Charny did not bring a small force. He had assembled fifty-five hundred men at Saint-Omer, twenty-five miles from Calais - fifteen hundred men-at-arms (most of the senior knights of north-east France) and four thousand infantry. He picked New Year's Eve for the darkness, the low tide near dawn, and the chance that English sentries would be celebrating or asleep. A hundred and twelve men-at-arms would slip through Amerigo's gate at night, seize the citadel and the Boulogne Gate from inside, throw the gates open, and let the main force in. Leading the advance party was Oudart de Renti, a French knight who had been banished, joined the English, then re-defected to France - chosen by Charny for his knowledge of the area and to give him a chance to redeem his honour.

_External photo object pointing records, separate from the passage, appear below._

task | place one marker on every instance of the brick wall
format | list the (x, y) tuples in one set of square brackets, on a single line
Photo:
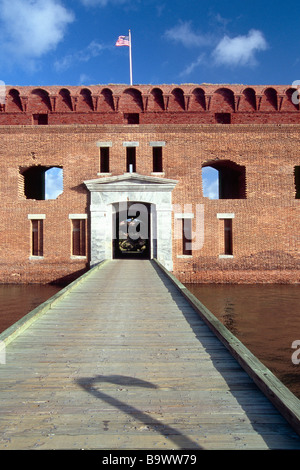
[(191, 104), (265, 224)]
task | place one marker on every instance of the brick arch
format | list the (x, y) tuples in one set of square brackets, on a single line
[(39, 101), (247, 100), (13, 101), (269, 100), (222, 101), (287, 102), (231, 178), (106, 100), (176, 102), (131, 101), (64, 101), (85, 101), (197, 101), (156, 103)]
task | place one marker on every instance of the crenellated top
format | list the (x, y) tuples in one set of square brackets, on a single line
[(178, 99)]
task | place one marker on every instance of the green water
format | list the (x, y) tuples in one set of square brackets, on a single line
[(265, 318)]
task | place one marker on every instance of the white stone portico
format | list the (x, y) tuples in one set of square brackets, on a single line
[(106, 193)]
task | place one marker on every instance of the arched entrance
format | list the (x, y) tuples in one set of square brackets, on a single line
[(106, 195), (131, 230)]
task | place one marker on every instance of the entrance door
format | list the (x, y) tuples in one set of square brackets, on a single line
[(131, 230)]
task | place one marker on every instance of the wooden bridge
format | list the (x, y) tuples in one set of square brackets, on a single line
[(126, 358)]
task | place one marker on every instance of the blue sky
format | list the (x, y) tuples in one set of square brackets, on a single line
[(63, 42)]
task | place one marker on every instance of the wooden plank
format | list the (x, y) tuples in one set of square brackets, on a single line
[(124, 361)]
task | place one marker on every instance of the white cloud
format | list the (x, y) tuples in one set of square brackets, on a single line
[(190, 68), (102, 3), (84, 55), (184, 34), (30, 29), (240, 50)]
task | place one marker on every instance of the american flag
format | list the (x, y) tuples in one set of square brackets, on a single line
[(123, 41)]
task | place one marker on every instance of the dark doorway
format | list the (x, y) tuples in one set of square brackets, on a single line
[(131, 231)]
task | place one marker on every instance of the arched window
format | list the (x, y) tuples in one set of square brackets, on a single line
[(158, 100), (227, 181), (297, 181), (64, 100), (42, 182)]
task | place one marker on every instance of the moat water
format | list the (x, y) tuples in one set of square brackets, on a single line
[(266, 318)]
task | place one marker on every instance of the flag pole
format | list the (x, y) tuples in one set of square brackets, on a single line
[(130, 57)]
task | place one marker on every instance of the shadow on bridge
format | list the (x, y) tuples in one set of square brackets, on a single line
[(91, 384)]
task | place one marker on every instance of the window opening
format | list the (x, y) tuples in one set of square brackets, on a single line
[(42, 182), (40, 119), (297, 181), (132, 118), (228, 237), (157, 160), (229, 182), (223, 118), (79, 237), (104, 159), (131, 159), (37, 237), (187, 237)]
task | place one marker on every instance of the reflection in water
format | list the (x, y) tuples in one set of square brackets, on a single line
[(266, 318), (18, 300)]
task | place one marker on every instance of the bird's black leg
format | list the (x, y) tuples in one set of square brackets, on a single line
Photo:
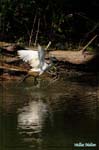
[(37, 81)]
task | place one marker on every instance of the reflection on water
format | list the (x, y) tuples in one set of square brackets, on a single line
[(32, 116), (52, 118)]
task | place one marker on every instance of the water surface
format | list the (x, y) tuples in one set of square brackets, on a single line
[(52, 117)]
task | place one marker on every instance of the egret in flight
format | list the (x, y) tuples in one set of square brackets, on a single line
[(36, 59)]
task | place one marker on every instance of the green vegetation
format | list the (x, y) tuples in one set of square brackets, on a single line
[(67, 22)]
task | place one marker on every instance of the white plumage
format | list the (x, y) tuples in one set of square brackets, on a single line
[(36, 59)]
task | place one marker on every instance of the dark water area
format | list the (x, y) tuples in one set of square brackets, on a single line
[(53, 117)]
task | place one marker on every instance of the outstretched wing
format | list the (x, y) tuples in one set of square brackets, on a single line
[(41, 56), (29, 56)]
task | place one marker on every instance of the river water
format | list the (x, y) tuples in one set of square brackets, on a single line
[(52, 117)]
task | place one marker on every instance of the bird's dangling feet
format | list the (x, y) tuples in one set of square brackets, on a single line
[(37, 82)]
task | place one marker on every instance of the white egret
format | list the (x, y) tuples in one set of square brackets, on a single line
[(36, 59)]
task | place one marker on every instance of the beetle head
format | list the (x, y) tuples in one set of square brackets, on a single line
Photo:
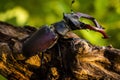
[(72, 21)]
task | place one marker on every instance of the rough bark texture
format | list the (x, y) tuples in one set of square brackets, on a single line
[(79, 60)]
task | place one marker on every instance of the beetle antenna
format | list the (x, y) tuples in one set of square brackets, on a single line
[(71, 5)]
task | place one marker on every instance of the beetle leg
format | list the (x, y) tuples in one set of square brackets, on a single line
[(41, 56), (90, 18)]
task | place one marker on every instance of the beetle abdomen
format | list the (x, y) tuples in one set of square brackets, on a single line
[(41, 40)]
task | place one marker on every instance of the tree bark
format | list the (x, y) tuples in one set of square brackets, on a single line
[(74, 59)]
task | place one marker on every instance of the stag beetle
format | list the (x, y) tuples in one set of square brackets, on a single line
[(47, 36)]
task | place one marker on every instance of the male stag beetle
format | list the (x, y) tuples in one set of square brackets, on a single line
[(47, 36)]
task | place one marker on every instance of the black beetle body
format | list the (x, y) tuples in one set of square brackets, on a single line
[(41, 40), (46, 36)]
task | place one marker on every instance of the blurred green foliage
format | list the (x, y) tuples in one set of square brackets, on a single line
[(40, 12)]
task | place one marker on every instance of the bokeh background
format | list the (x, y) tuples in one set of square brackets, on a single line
[(41, 12)]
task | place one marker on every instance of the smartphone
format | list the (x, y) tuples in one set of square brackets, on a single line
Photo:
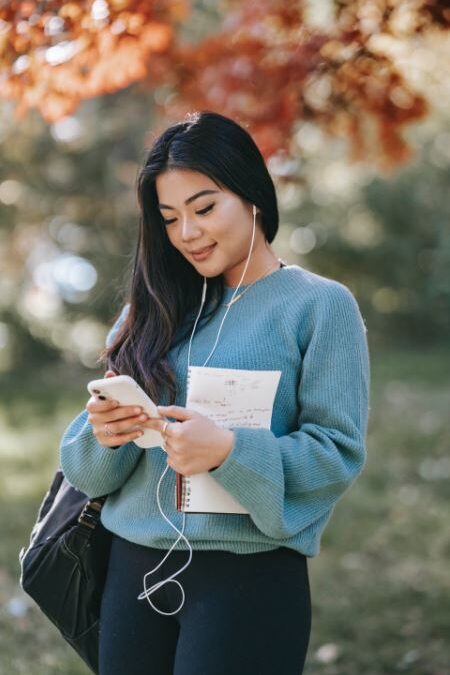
[(124, 389)]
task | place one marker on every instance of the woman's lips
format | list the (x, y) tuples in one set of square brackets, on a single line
[(204, 254)]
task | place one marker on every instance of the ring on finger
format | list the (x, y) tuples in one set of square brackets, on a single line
[(108, 431)]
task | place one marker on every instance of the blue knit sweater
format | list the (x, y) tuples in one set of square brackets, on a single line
[(288, 477)]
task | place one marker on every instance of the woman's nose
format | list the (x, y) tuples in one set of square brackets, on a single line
[(189, 230)]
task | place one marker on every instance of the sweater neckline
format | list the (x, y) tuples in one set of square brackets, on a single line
[(229, 290)]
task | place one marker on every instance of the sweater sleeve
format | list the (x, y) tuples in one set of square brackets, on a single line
[(288, 483), (89, 466)]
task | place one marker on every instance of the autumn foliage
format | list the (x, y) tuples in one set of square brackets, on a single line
[(266, 66)]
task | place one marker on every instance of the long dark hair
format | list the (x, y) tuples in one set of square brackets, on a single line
[(165, 289)]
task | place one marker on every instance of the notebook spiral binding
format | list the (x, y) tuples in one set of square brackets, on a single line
[(185, 492)]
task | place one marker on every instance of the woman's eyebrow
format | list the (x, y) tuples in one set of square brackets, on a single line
[(190, 199)]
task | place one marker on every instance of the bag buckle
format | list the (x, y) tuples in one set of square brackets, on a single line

The advance party reached Amerigo's gate before dawn on 1 January 1350. The gate was open. Amerigo emerged, accepted his first instalment of bribe money, and led a small group of French knights into the gatehouse. A French standard was raised on the tower. More men crossed the drawbridge. Then the drawbridge went up, a portcullis dropped in front of the French still on the beach, and sixty English men-at-arms surrounded the party inside the gatehouse. All of them were captured. A trumpet sounded. The Boulogne Gate opened. Edward, in plain armour, led out his household troops and a detachment of archers. "Betrayed!" went up the cry from the French side, and a large part of Charny's force broke and ran. Charny held what remained and fought a hard rearguard action; Edward was given a serious fight. Then the Black Prince, Edward's son, led his own household knights out of the north Water Gate and along the beach, hitting Charny's left flank. The French line collapsed. Two hundred French men-at-arms were killed. Thirty knights were captured. Charny, with a serious head wound, was among them. So was Oudart de Renti.
Edward, conscious of his image, invited the higher-ranking French captives to dine with him that evening and revealed that he had fought them incognito. He was courteous to all of them except Charny, whom he taunted publicly for having abandoned chivalric principles by fighting during a truce and by trying to purchase his way into Calais rather than fighting for it. Charny, the future author of the Book of Chivalry, the keeper of the Oriflamme - the sacred royal battle banner of France - took the accusations in silence. They became standard English propaganda for years. He spent eighteen months in English captivity. He wrote much of his book there, warning the knights of France against the very cunning schemes he had just been caught in. Six years later, on 19 September 1356 at the Battle of Poitiers, Charny died holding the Oriflamme as the French army collapsed around the captured King John II - fulfilling, in the end, the oath of his office. The English kept Calais for another two centuries.
Calais sits at 50.95 N, 1.86 E. The medieval Boulogne Gate sat at the southern edge of the old enceinte; the citadel and Amerigo's tower were in the north-west corner near today's Parc Richelieu. The Black Prince's sortie ran along the beach east toward the Bassin des Chasses. Saint-Omer, where Charny had assembled his force, lies 40 km south-east. Calais-Dunkerque airfield (LFAC) is on the western edge of the modern town.